Berdasarkan draf penetapan harga mineral acuan nikel November yang diterima Bisnis, seluruh spesifikasi kadar nikel mengalami penurunan harga. Kondisi ini ditentukan berdasarkan harga rata-rata bursa London Metal Exchange periode 19 September—19 Oktober. 

Bulan ini, harga nikel kadar 1,7 persen untuk free on board (FoB) dihargai US$40,59 per wet ton. Kemudian kadar 1,8 persen mencapai US$45,37 per ton basah. 

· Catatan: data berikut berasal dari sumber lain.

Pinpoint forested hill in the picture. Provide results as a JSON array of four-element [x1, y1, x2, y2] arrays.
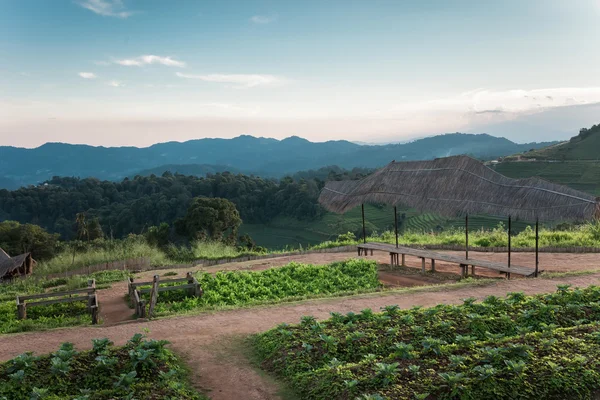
[[507, 124, 600, 161], [0, 167, 366, 239], [0, 133, 547, 189]]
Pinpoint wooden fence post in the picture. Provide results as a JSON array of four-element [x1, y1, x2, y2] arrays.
[[148, 275, 160, 318], [17, 296, 27, 319]]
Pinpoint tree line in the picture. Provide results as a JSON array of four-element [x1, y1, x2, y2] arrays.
[[0, 166, 370, 240]]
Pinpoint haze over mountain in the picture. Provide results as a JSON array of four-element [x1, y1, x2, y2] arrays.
[[0, 133, 548, 189]]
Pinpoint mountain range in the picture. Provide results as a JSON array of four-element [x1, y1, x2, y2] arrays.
[[0, 133, 553, 189]]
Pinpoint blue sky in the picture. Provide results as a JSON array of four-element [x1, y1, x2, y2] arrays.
[[0, 0, 600, 147]]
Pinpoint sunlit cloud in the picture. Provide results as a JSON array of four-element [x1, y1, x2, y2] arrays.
[[115, 54, 185, 68], [75, 0, 134, 18], [77, 72, 98, 79], [175, 72, 286, 88]]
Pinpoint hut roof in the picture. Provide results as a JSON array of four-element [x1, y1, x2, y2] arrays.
[[0, 247, 10, 262], [319, 156, 600, 221]]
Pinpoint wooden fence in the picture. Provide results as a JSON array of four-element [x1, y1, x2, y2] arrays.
[[48, 244, 600, 278], [17, 279, 99, 325], [127, 272, 203, 318]]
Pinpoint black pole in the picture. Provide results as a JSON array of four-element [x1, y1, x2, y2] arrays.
[[535, 218, 540, 278], [507, 215, 512, 279], [394, 206, 398, 248], [465, 214, 469, 260], [360, 204, 367, 243]]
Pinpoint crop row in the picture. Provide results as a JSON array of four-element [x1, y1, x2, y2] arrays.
[[255, 286, 600, 399], [142, 259, 381, 315], [0, 334, 203, 400], [0, 271, 129, 334]]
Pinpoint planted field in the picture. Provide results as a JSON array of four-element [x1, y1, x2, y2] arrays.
[[0, 271, 129, 334], [0, 334, 204, 400], [141, 260, 381, 315], [254, 286, 600, 399]]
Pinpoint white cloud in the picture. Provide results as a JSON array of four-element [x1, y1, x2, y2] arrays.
[[250, 15, 277, 24], [175, 72, 286, 88], [78, 72, 98, 79], [75, 0, 134, 18], [115, 54, 185, 68], [382, 87, 600, 114]]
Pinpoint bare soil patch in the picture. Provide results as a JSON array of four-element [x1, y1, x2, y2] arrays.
[[0, 273, 600, 400]]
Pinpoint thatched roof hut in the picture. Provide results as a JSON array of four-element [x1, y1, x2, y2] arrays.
[[0, 248, 36, 281], [319, 156, 600, 221]]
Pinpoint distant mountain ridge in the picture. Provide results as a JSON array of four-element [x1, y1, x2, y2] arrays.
[[506, 124, 600, 161], [0, 133, 549, 189]]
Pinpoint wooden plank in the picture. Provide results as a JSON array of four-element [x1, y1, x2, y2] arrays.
[[148, 275, 160, 318], [357, 243, 535, 276], [26, 296, 88, 307], [19, 288, 96, 301], [17, 303, 27, 319], [138, 283, 196, 294], [131, 277, 189, 289]]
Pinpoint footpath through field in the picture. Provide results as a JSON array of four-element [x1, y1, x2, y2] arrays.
[[0, 273, 600, 400]]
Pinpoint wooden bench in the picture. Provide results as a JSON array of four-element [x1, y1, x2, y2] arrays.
[[357, 243, 542, 278]]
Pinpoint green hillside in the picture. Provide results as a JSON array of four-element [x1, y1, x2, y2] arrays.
[[242, 125, 600, 248], [506, 124, 600, 161], [493, 161, 600, 196]]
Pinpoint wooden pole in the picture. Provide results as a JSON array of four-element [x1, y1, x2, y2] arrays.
[[394, 206, 398, 248], [465, 214, 469, 260], [506, 215, 512, 279], [360, 204, 367, 244], [535, 218, 540, 278], [148, 275, 160, 318]]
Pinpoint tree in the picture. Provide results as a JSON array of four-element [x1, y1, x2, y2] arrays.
[[146, 222, 171, 247], [0, 221, 59, 261], [87, 217, 104, 240], [175, 197, 242, 242]]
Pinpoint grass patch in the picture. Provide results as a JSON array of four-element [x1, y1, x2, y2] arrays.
[[0, 270, 131, 334], [253, 285, 600, 399], [0, 334, 206, 400], [138, 259, 381, 316]]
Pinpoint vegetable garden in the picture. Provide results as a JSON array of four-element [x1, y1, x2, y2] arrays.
[[0, 334, 205, 400], [253, 286, 600, 399], [0, 271, 130, 334], [139, 260, 381, 316]]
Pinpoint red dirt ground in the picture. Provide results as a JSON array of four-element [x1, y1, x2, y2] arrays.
[[0, 253, 600, 400]]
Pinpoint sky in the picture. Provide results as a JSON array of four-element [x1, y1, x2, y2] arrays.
[[0, 0, 600, 147]]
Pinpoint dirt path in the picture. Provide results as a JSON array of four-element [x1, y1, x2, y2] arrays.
[[0, 273, 600, 400], [99, 251, 600, 325], [98, 282, 134, 325]]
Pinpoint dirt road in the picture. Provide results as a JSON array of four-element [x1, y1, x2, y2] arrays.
[[0, 273, 600, 400]]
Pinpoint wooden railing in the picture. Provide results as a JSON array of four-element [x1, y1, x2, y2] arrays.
[[17, 279, 99, 325], [127, 272, 203, 318]]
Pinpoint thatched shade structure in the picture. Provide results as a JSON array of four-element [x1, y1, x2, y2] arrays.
[[319, 156, 600, 221], [0, 248, 36, 281]]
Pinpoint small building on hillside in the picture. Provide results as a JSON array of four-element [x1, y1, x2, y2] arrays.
[[0, 248, 36, 281]]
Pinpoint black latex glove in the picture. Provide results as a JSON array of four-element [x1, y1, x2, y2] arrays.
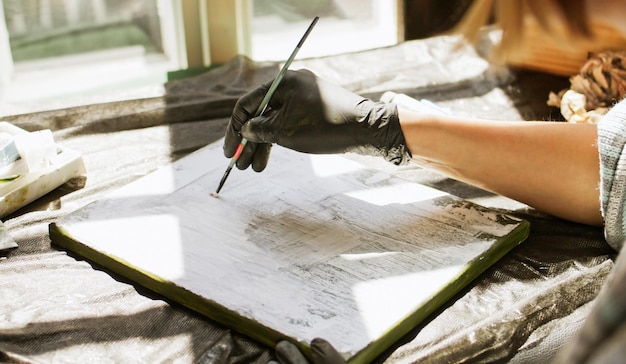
[[224, 70, 411, 172], [268, 339, 346, 364]]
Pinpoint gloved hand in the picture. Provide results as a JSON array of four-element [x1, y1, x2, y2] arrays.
[[224, 70, 411, 172], [268, 339, 346, 364]]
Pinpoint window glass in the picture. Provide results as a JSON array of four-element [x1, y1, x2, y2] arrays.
[[251, 0, 398, 61], [3, 0, 163, 63]]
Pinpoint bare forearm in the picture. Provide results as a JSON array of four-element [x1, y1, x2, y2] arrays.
[[399, 110, 602, 225]]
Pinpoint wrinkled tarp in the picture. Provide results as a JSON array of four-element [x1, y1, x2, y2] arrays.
[[0, 37, 615, 363]]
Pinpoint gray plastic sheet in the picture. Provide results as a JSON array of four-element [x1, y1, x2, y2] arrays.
[[0, 37, 616, 363]]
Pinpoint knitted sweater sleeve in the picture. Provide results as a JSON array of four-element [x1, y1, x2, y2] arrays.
[[598, 99, 626, 250]]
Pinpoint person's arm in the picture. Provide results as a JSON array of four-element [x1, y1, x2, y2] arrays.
[[399, 109, 603, 225]]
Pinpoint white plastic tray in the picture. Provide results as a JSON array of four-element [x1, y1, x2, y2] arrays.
[[0, 121, 86, 218]]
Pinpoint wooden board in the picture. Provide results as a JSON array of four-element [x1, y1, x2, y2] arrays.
[[50, 141, 528, 362]]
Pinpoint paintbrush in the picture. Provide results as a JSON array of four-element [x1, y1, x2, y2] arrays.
[[215, 16, 319, 194]]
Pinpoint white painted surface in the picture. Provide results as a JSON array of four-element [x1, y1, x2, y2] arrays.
[[59, 141, 528, 357]]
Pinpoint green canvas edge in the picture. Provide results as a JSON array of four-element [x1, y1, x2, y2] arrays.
[[48, 223, 298, 353], [348, 220, 530, 364], [49, 216, 530, 364]]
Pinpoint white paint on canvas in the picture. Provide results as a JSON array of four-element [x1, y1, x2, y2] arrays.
[[60, 142, 517, 356]]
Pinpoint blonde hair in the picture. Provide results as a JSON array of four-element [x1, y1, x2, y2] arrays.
[[453, 0, 591, 58]]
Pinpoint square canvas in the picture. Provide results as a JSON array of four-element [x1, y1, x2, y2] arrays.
[[50, 141, 529, 362]]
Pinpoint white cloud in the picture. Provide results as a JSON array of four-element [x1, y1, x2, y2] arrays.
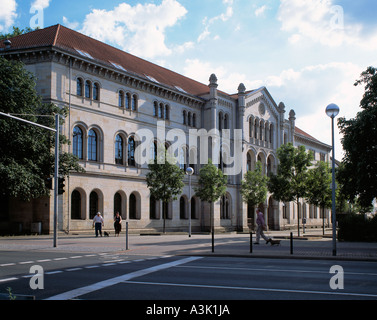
[[81, 0, 187, 58], [278, 0, 377, 50], [197, 0, 234, 42], [254, 5, 267, 17], [63, 16, 80, 30], [0, 0, 17, 33], [184, 59, 364, 160], [31, 0, 51, 9]]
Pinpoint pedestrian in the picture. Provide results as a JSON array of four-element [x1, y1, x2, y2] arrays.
[[114, 212, 122, 237], [255, 208, 271, 244], [93, 212, 104, 238]]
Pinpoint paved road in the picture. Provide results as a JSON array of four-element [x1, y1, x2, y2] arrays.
[[0, 253, 377, 301]]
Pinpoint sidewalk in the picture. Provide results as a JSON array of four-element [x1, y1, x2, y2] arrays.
[[0, 230, 377, 262]]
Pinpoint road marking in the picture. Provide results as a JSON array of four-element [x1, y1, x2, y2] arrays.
[[64, 268, 83, 272], [18, 261, 35, 264], [0, 278, 18, 283], [45, 270, 64, 275], [124, 280, 377, 298], [46, 257, 202, 300], [177, 266, 377, 276]]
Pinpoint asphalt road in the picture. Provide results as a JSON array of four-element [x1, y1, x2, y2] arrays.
[[0, 251, 377, 302]]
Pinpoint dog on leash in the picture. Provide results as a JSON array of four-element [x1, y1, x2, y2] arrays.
[[266, 238, 281, 247]]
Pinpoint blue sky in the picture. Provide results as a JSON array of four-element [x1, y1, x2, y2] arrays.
[[0, 0, 377, 159]]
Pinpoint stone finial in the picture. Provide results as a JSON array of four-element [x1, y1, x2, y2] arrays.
[[279, 102, 285, 112], [289, 110, 296, 120], [238, 83, 246, 93], [209, 73, 217, 84]]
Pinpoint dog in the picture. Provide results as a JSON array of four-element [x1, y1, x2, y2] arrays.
[[266, 238, 281, 247]]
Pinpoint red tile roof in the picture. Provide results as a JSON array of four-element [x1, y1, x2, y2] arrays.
[[0, 24, 324, 145], [0, 24, 209, 96]]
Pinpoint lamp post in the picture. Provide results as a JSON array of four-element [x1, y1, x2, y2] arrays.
[[186, 167, 194, 238], [326, 104, 340, 257]]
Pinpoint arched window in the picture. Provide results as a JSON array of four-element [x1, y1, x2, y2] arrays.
[[131, 94, 137, 111], [179, 148, 187, 170], [115, 134, 124, 165], [149, 141, 157, 161], [114, 192, 123, 217], [191, 198, 198, 219], [76, 78, 83, 97], [73, 127, 83, 160], [220, 195, 230, 219], [85, 80, 92, 99], [153, 101, 158, 117], [93, 83, 99, 101], [179, 197, 187, 219], [183, 110, 187, 124], [158, 103, 164, 119], [88, 129, 98, 161], [246, 153, 252, 171], [219, 112, 224, 131], [128, 137, 136, 167], [71, 190, 81, 220], [118, 91, 124, 108], [124, 93, 131, 109], [224, 114, 229, 129], [89, 191, 98, 219], [129, 193, 137, 220], [165, 105, 170, 120]]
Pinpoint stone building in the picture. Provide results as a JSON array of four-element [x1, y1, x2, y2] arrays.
[[0, 25, 331, 232]]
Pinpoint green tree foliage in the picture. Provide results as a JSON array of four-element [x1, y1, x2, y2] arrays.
[[338, 67, 377, 208], [0, 57, 83, 201], [0, 27, 34, 41], [195, 159, 227, 204], [146, 148, 185, 233], [241, 162, 268, 207], [306, 161, 332, 209], [268, 143, 313, 235]]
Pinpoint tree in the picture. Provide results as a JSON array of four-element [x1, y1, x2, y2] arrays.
[[195, 159, 227, 252], [338, 67, 377, 208], [0, 27, 38, 41], [0, 57, 84, 201], [268, 143, 313, 236], [241, 162, 268, 212], [146, 148, 185, 233], [306, 161, 332, 234]]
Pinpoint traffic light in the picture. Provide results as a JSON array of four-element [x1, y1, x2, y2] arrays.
[[58, 178, 65, 194], [45, 178, 52, 190]]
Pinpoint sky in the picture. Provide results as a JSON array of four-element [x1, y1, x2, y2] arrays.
[[0, 0, 377, 160]]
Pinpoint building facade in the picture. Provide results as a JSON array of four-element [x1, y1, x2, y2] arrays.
[[0, 25, 331, 232]]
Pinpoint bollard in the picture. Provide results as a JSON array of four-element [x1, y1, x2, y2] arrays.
[[126, 222, 129, 251], [250, 232, 253, 253]]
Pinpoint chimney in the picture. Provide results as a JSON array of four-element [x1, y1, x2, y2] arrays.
[[3, 39, 12, 49]]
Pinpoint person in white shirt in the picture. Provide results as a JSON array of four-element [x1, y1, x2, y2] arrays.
[[93, 212, 104, 238]]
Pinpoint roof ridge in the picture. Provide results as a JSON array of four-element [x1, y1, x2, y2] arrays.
[[52, 24, 61, 46]]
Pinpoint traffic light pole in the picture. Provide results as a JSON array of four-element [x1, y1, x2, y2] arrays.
[[54, 114, 59, 248], [0, 112, 59, 248]]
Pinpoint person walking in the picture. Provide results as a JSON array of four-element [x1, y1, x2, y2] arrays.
[[255, 208, 271, 244], [93, 212, 104, 238], [114, 212, 122, 237]]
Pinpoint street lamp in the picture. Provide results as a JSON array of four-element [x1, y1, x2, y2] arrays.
[[186, 167, 194, 238], [326, 103, 340, 257]]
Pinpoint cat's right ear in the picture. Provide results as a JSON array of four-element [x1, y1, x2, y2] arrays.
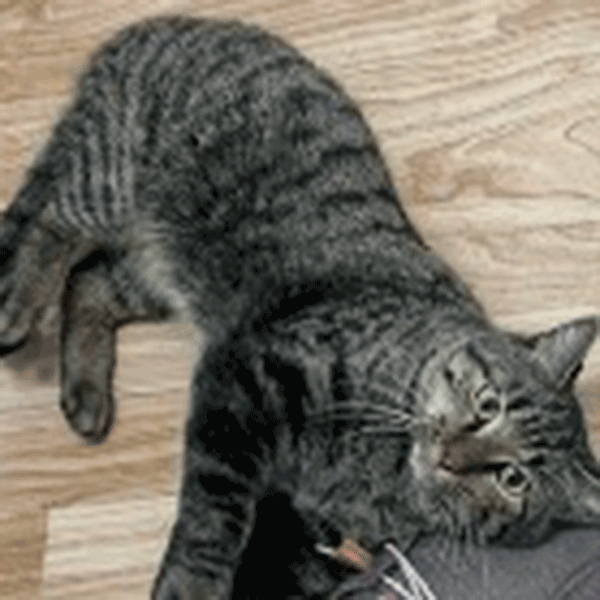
[[528, 317, 600, 389]]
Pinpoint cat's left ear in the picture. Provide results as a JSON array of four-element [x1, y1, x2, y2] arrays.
[[529, 317, 599, 389]]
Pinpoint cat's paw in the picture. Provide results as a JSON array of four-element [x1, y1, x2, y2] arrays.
[[60, 380, 115, 444], [152, 565, 231, 600]]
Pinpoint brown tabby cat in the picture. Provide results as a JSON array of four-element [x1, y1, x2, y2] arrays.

Kemudian kadar 1,9 persen dihargai US$50,41 per ton basah dan kadar 2 persen untuk FoB ditetapkan seharga US$55,72 per ton. Harga tersebut ditetapkan berdasarkan kandungan air atau moisture content (MC) 30 persen. 

Sumber: Kementerian ESDM

Sementara itu, harga MC 35 persen FoB untuk kadar nikel 1,7 persen senilai US$37,70 per ton basah, kadar 1,8 persen dihargai US$42,13 per ton basah, kadar nikel 1,9 persen seharga US$46,81 per ton basah, serta kadar nikel 2 persen ditetapkan US$51,74 per ton basah. 

Sementara itu di pasar global, harga komoditas ini terus mengalami kenaikan harga. Tercatat hingga Kamis (11/11/2021), nikel naik sekitar 3 poin dari hari sebelumnya menjadi US$19.883 per ton. 

Secara bulanan, angka ini melonjak 4,68 persen dan dalam tahunan, komoditas nikel mengalami peningkatan cukup besar yakni 25,11 persen. 

Sebelumnya, Asosiasi Penambang Nikel Indonesia (APNI) mengeluhkan transaksi penjualan bijih nikel ke smelter masih belum mengikuti harga patokan mineral (HPM) yang ditetapkan meski telah diregulasi. 

Sekretaris Jenderal APNI Meidy Katrin Lengkey mengatakan bahwa tata kelola nikel domestik harus mendapat perhatian khusus dari pemerintah. Pasalnya hal ini berkaitan dengan perdagangan nikel hingga pendapatan negara. 

Jika mengacu pada Permen ESDM No. 11/2020, pemegang izin usaha pertambangan (IUP) operasi produksi mineral dan IUPK (khusus) operasi produksi mineral logam yang memproduksi bijih nikel, wajib mengacu pada harga patokan mineral logam dalam melakukan penjualan bijih nikel.

APNI menyinggung pihak smelter belum membeli nikel ore dari pemegang izin usaha pertambangan sesuai dengan reulasi yang ditetapkan berdasarkan FoB. Perusahaan smelter malah membeli dengan sistem cost insurance and freight (CIF).

“Dalam pelaksanaanya, para penambang banyak menanggung ongkos kirim. Artinya dengan invoice yang diajukan menjadi tidak sesuai peraturan,” katanya kepada Bisnis, Kamis (11/11/2021). 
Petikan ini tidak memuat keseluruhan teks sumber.